Jane Yolen is joining us today to talk about her novel, Arch of Bone. Here’s the publisher’s description:
Continuing the story from where Moby Dick left off, this compelling boyhood adventure, penned by beloved author Jane Yolen (Owl Moon), hearkens to timeless coming of age tales of yore. Lovingly illustrated by Ruth Sanderson, the journey of a boy and his dog comes to life on the page, renewing the joy of a classic tale.
When a rough sailor called Ishmael turns up on a family’s doorstep, even loyal dog Zeke knows that the news is ruinous.
Ishmael comes bearing the tragic tale of the Pequod: the whaling ship that fourteen-year-old Josiah’s father served on as first mate. Ishmael presents himself as the sole survivor of the deadly journey, fatally lead by the vengeful Captain Ahab and his obsession with the legendary white whale, Moby Dick. But Josiah is not so certain his father’s death was that simple. Especially when Ishmael looks so boldly at Josiah’s devout Quaker mother.
Josiah is almost of age in Nantucket, and he still cherishes his dream of following in his father’s footsteps. He is yet too young to sign on to a ship’s crew, but he yearns to be at sea.
Yet adventure has a way of finding a boy and his dog. The true vision of his father’s death—as well as the difficult tasks of surviving, growing up, and finding his strength—await Josiah, when he and Zeke discover the secrets of the Pequod at the mysterious Arch of Bone.
What’s Jane’s favorite bit?
JANE YOLEN
My favorite bit of my new middle grade novel? Well, that I finished it, of course.
But how I got to finish it after 20 years of trying, is another story.
The book, ARCH OF BONE, had begun years ago. I had the first chapter in mind, most of that written Since the book takes place right after MOBY DICK and is about Starbuck’s family, it is set in 1864 on Nantucket. But I was stuck.
I didn’t get stuck because I’d no idea of know how the book should go. Or that I was afraid of writing novels. It certainly isn’t my first novel. More like my 65th.
The problem was that the book is mostly taken up with boats and sailing. I have been on a boat that went from NYC to Europe and back without having to know how to sail. I had a husband who knew damned near everything, but nothing to do with sailing as he had grown up in the mountains of West Virginia, and held degrees in physics, math, and computer science. But not sailing. And then he died.

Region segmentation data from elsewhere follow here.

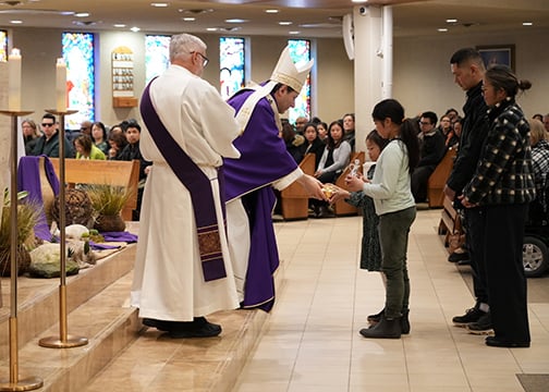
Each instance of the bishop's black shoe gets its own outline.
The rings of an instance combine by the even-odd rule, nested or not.
[[[168,321],[144,318],[143,323],[168,332],[172,339],[211,338],[221,333],[221,326],[209,322],[204,317],[195,317],[193,321]]]
[[[497,336],[488,336],[486,338],[486,345],[490,347],[527,348],[529,342],[508,342],[499,340]]]

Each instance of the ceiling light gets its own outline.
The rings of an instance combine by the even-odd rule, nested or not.
[[[95,26],[98,23],[102,23],[101,21],[73,21],[73,24],[76,26]]]
[[[241,19],[237,19],[237,17],[225,20],[225,23],[246,23],[246,22],[249,22],[249,21],[247,21],[247,20],[241,20]]]
[[[212,9],[207,9],[207,10],[199,10],[199,9],[185,10],[185,9],[179,9],[178,12],[181,12],[181,13],[192,13],[194,15],[198,15],[198,14],[203,14],[203,13],[213,12],[213,10]]]

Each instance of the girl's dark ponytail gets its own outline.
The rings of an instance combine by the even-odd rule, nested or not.
[[[417,163],[419,163],[419,139],[417,135],[419,126],[416,121],[405,119],[400,128],[399,138],[404,143],[408,152],[408,171],[412,174]]]

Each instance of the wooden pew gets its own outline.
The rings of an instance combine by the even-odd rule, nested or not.
[[[353,152],[351,155],[350,164],[340,174],[340,176],[335,181],[335,185],[345,189],[346,188],[345,177],[351,172],[351,163],[354,163],[355,159],[358,159],[358,161],[359,161],[359,169],[358,170],[362,173],[363,163],[364,163],[365,158],[366,158],[366,155],[364,154],[364,151]],[[335,213],[337,217],[354,216],[354,215],[358,213],[358,209],[356,207],[351,206],[345,200],[338,200],[333,205],[333,212]]]
[[[444,189],[448,177],[452,172],[455,155],[455,148],[450,147],[429,176],[427,182],[427,199],[429,200],[429,208],[440,208],[443,205],[444,194],[442,191]]]
[[[59,175],[59,158],[50,158],[56,174]],[[122,210],[125,221],[132,220],[132,210],[137,208],[137,184],[139,182],[139,161],[119,161],[99,159],[65,159],[65,183],[75,184],[108,184],[125,186],[133,194]]]
[[[307,154],[300,163],[300,168],[305,174],[315,174],[315,155]],[[294,182],[280,193],[282,200],[282,217],[285,220],[308,218],[308,195],[301,186]]]

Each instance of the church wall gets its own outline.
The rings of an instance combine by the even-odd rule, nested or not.
[[[35,110],[39,119],[44,109],[54,101],[56,59],[61,53],[61,29],[10,28],[13,46],[23,54],[23,107]],[[464,93],[453,83],[449,59],[452,52],[464,46],[514,44],[516,71],[520,77],[533,82],[533,88],[520,98],[526,113],[549,112],[546,93],[549,90],[547,69],[549,51],[542,41],[547,30],[528,30],[524,34],[437,35],[432,37],[394,38],[393,96],[402,101],[407,115],[424,110],[437,113],[450,107],[463,106]],[[209,47],[211,63],[204,77],[219,84],[218,35],[202,36]],[[97,119],[110,125],[127,118],[141,119],[137,108],[112,108],[110,85],[110,51],[127,46],[135,56],[135,94],[138,97],[145,84],[144,34],[130,32],[101,32],[98,38]],[[248,49],[252,68],[251,79],[261,82],[269,77],[288,37],[251,37]],[[345,54],[342,39],[321,38],[313,41],[316,68],[313,74],[316,90],[313,115],[330,122],[347,111],[354,111],[354,63]],[[369,88],[358,86],[356,88]],[[361,110],[370,110],[361,108]]]

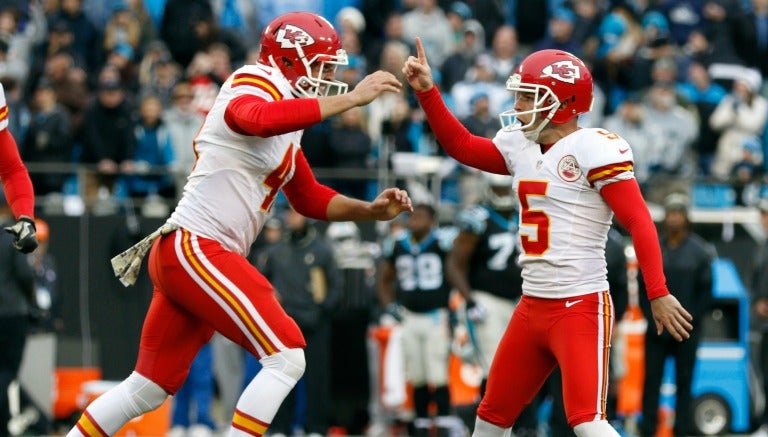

Fifteen years of widowhood later, I remarried. He is a man I had first dated (for two months) in college. And not only had he been a sailor all of his life, he had also been Commodore of the Stonington Ct. Yacht Club and loved (and owned) old boats. (Plus he already had charts of the waters around Nantucket and had sailed around there many times.) So, with his hand guiding my research, and correcting my meager knowledge of winds and seas. I hauled (keyhauled?) that old manuscript and got Ruth Sanderson—a dear friend and neighbor–to do the scratch board illustrations.
So. In a sense, I really do love the fact that I finished this book., And not only is that my favorite bit about it, I think Arch of Bone is one of the best novels I have written in some time.
LINKS:
Arch of Bone Universal Book Link
BIO:
Beloved fantasy author Jane Yolen has been writing and publishing since the early sixties, when she sold her first book (about women pirates) on her twenty-second birthday. Her over 400 books and stories have won three World Fantasy Awards, two Nebulas, three Mythopoeic Awards, two Christopher Medals, three SCBWI awards, the Massachusetts Book Center award, two Golden Kite awards, and a Caldecott Medal. She was nominated in 2020 for the Astrid Lindgren Award, plus many others. Her award from the Boston Science Fiction Association set her good coat on fire which she takes as a lesson about the dangers of awards.